After her parliamentary victory in April, she began a campaign of reaching out to Western and neighboring countries in an effort to ease decades-long sanctions. The small steps towards reform taken by the military government of President Thein Sein were given more weight by foreign governments with her internationally-hallowed voice behind them. Suu Kyi has so far been successful in leveraging global goodwill towards her individually in advancing the reestablishment of economic ties with Myanmar – and her clout has been useful in pressuring the Sein regime to continue on its slow path to reform.
By the time she made her first visit since the early ‘70s to the United States in September, the Obama administration had already taken the first steps in lifting sanctions against Myanmar and was on its way to removing even more. The European Union had similarly agreed to suspend its own sanctions on Myanmar, also largely due to Suu Kyi’s role in pushing reform. Obama’s visit to Myanmar in November — the first visit of its kind by a sitting U.S. president — was the final step in signaling a new era for Myanmar on the international stage.

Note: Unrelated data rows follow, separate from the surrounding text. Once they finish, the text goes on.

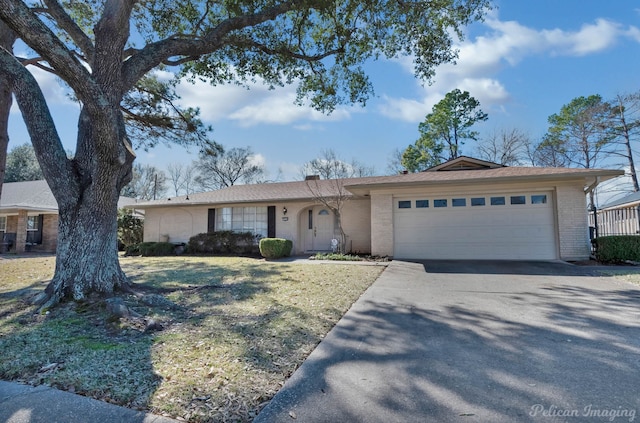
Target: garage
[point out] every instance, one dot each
(506, 226)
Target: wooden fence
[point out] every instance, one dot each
(623, 221)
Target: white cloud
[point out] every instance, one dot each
(257, 160)
(505, 43)
(253, 106)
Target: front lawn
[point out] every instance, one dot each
(233, 331)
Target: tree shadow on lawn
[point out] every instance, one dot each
(76, 348)
(566, 347)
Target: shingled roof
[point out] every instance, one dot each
(299, 190)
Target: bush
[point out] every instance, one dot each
(273, 248)
(130, 229)
(223, 242)
(336, 257)
(617, 248)
(147, 249)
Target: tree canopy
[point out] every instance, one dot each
(578, 136)
(22, 165)
(444, 130)
(103, 50)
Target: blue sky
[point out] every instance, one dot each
(523, 63)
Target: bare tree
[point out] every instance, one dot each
(625, 120)
(188, 180)
(147, 183)
(226, 168)
(394, 163)
(176, 176)
(507, 147)
(329, 188)
(329, 166)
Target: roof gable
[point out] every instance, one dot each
(35, 196)
(464, 163)
(626, 201)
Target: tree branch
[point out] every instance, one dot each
(53, 160)
(64, 21)
(38, 36)
(161, 51)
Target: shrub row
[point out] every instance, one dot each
(273, 248)
(151, 249)
(617, 248)
(223, 242)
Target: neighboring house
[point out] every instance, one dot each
(463, 209)
(29, 217)
(618, 217)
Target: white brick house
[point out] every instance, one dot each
(463, 209)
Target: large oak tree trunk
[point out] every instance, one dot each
(86, 256)
(7, 38)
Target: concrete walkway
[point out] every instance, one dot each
(475, 342)
(443, 342)
(41, 404)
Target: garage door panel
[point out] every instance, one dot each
(525, 231)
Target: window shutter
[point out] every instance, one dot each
(38, 234)
(211, 221)
(271, 221)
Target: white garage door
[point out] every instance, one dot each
(494, 226)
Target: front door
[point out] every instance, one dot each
(320, 229)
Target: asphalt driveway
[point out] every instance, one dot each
(475, 342)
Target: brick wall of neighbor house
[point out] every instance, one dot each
(573, 228)
(382, 227)
(12, 224)
(49, 234)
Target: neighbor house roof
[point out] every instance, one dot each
(34, 196)
(299, 190)
(632, 199)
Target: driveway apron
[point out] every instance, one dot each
(475, 342)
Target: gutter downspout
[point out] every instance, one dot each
(589, 190)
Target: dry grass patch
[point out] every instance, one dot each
(233, 332)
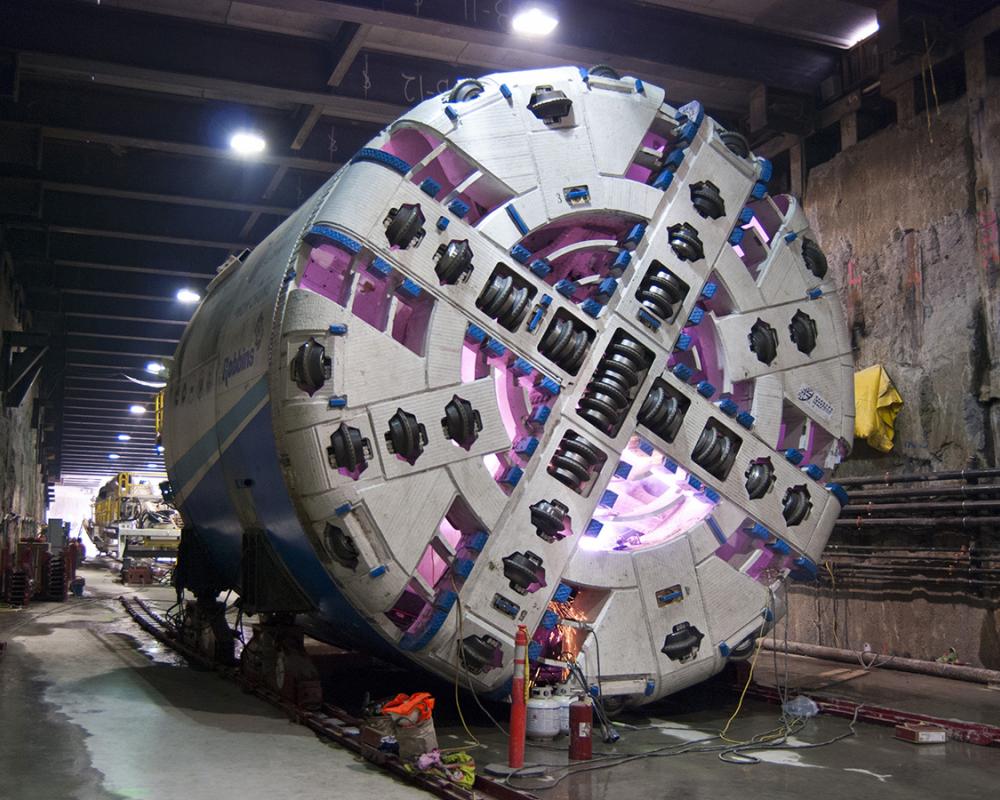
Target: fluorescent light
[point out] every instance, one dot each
(860, 34)
(247, 143)
(534, 21)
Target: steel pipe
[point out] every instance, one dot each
(932, 505)
(990, 490)
(955, 671)
(922, 477)
(916, 522)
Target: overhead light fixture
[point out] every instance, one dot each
(860, 34)
(247, 143)
(534, 21)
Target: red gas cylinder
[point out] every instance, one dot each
(581, 723)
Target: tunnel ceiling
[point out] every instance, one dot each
(118, 187)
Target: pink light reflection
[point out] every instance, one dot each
(654, 505)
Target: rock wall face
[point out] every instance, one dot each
(897, 217)
(909, 223)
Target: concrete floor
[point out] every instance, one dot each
(91, 707)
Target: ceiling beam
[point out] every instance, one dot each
(170, 199)
(143, 237)
(172, 273)
(183, 149)
(118, 317)
(93, 335)
(203, 87)
(485, 50)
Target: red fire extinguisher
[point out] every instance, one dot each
(581, 723)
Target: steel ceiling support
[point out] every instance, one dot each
(21, 360)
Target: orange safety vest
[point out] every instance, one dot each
(414, 708)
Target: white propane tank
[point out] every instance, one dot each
(543, 714)
(565, 696)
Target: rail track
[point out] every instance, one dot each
(328, 721)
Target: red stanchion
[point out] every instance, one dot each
(518, 700)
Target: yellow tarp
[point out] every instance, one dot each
(876, 404)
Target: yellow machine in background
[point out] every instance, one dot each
(131, 519)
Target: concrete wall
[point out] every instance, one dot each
(22, 493)
(908, 221)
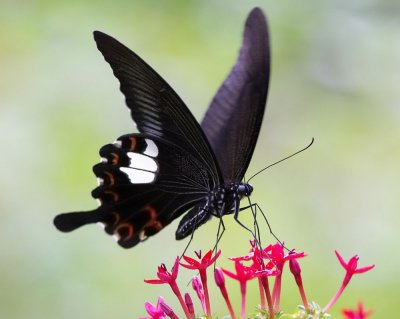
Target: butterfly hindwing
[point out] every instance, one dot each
(143, 186)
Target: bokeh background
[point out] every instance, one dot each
(335, 77)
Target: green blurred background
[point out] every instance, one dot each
(335, 77)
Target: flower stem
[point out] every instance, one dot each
(265, 283)
(262, 294)
(334, 298)
(203, 277)
(178, 294)
(243, 292)
(276, 294)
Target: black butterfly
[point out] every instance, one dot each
(173, 165)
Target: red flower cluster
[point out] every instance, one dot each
(260, 263)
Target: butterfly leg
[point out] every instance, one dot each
(236, 211)
(256, 206)
(220, 232)
(197, 219)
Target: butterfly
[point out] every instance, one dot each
(174, 166)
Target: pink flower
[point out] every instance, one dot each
(202, 266)
(155, 312)
(243, 274)
(360, 313)
(351, 267)
(204, 262)
(164, 276)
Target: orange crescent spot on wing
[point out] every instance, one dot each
(114, 195)
(110, 177)
(133, 143)
(128, 228)
(115, 159)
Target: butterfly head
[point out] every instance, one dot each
(244, 190)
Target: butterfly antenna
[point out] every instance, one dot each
(283, 159)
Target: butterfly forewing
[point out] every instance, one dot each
(233, 120)
(172, 166)
(155, 107)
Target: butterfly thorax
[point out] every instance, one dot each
(223, 198)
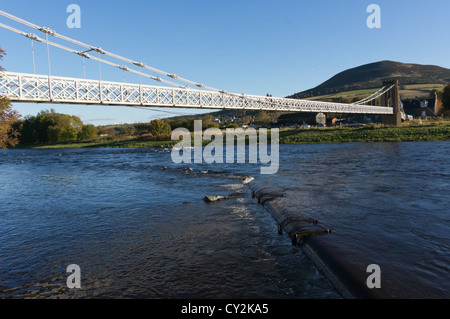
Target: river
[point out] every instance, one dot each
(137, 226)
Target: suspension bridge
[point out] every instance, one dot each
(172, 90)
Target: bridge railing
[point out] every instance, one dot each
(32, 88)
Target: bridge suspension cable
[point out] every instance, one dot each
(84, 54)
(373, 96)
(107, 53)
(275, 102)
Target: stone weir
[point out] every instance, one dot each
(316, 240)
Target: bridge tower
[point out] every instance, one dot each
(392, 99)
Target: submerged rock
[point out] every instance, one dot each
(210, 199)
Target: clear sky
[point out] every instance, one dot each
(243, 46)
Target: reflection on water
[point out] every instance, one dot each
(137, 226)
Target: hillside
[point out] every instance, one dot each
(372, 75)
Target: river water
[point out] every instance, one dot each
(137, 225)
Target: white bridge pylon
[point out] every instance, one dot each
(32, 88)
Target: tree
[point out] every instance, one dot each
(446, 97)
(50, 127)
(160, 128)
(8, 135)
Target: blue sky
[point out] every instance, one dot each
(255, 47)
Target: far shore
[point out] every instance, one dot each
(427, 131)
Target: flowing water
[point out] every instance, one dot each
(137, 225)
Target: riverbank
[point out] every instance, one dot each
(436, 131)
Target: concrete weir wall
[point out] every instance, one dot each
(316, 241)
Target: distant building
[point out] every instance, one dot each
(321, 119)
(421, 108)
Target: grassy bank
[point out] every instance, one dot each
(367, 134)
(425, 132)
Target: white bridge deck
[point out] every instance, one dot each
(31, 88)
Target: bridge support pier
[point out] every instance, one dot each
(392, 98)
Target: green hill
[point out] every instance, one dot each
(415, 77)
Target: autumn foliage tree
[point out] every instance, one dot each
(446, 97)
(8, 116)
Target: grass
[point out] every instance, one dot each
(367, 134)
(432, 130)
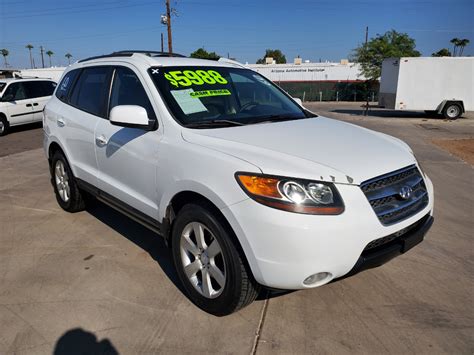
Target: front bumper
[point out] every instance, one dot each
(284, 248)
(395, 245)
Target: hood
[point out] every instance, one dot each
(316, 148)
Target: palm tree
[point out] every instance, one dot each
(5, 54)
(68, 56)
(49, 54)
(455, 42)
(30, 47)
(463, 43)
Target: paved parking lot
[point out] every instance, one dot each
(98, 280)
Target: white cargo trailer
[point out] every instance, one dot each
(439, 85)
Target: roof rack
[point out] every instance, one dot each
(129, 53)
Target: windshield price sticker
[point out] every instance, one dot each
(206, 93)
(194, 77)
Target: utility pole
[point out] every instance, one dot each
(366, 81)
(42, 57)
(168, 23)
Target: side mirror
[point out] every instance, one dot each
(130, 116)
(298, 101)
(8, 98)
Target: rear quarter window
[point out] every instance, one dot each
(65, 85)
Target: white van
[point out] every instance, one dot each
(22, 101)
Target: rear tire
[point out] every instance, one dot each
(4, 126)
(452, 111)
(208, 262)
(67, 192)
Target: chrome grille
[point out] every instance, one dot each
(383, 193)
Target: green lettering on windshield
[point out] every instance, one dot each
(206, 93)
(186, 78)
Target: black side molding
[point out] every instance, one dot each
(121, 207)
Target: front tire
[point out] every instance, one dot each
(452, 111)
(67, 192)
(208, 262)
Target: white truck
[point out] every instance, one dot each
(435, 85)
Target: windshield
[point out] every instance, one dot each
(222, 96)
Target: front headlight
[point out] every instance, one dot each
(293, 195)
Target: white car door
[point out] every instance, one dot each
(127, 156)
(86, 107)
(18, 105)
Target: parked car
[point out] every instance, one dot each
(247, 187)
(22, 101)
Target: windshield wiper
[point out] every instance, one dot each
(213, 123)
(275, 118)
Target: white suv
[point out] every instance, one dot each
(22, 101)
(247, 187)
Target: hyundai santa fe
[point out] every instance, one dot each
(248, 188)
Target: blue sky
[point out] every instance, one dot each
(313, 29)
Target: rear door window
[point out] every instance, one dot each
(39, 88)
(66, 84)
(15, 92)
(91, 91)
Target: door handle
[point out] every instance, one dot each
(101, 140)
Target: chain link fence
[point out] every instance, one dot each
(332, 91)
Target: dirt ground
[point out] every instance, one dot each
(462, 148)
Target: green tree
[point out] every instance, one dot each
(50, 54)
(30, 47)
(444, 52)
(390, 44)
(68, 56)
(276, 54)
(5, 54)
(463, 43)
(455, 41)
(201, 53)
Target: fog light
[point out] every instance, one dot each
(319, 278)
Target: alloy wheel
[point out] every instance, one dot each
(203, 260)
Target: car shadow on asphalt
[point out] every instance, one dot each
(146, 239)
(79, 341)
(152, 243)
(25, 127)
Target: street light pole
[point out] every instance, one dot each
(42, 57)
(168, 23)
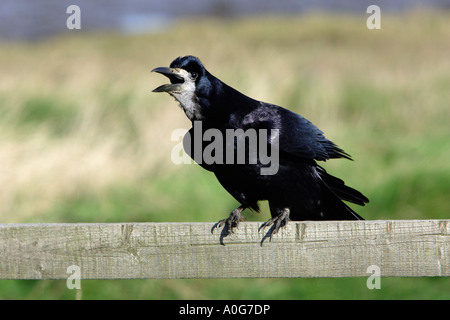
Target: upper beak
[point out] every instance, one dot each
(175, 79)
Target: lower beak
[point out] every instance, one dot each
(174, 76)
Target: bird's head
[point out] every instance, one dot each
(189, 81)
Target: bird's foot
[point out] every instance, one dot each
(276, 222)
(231, 222)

And this thaw, though long in coming, is not undeserved. Suu Kyi’s election in the first place was made possible by the Thein regime’s decision to relax electoral laws, which allowed her party to run in the April elections. Since then, more political prisoners have been released and restrictive censorship laws have been eased, allowing for a previously unthinkable level of openness in the country. Though reformers still have a tough road ahead as they come up against a government still operating very much like a military dictatorship, they have been energized by Suu Kyi at the helm of the campaign for reform. However, now that she faces dealing with pressing issues within Myanmar, the stage is set for her position to be assessed more critically as a politician. The ongoing crisis in the western Rakhine state in particular poses a serious test of her political acumen. The sensitive issue, which involves widespread persecution of Rohingya Muslims by Myanmar’s majority Buddhists, will challenge her to take action at the risk of her personal popularity.
Though her decades of house arrest in protest of Myanmar’s junta rule have solidified her credentials as a dedicated reformist and a figure of integrity, as a politician Suu Kyi will almost certainly jeopardize the very reputation that allowed her ascent in the first place. Whether she can balance her vision for democratic reform with the messy political processes that will enable it remains to be seen.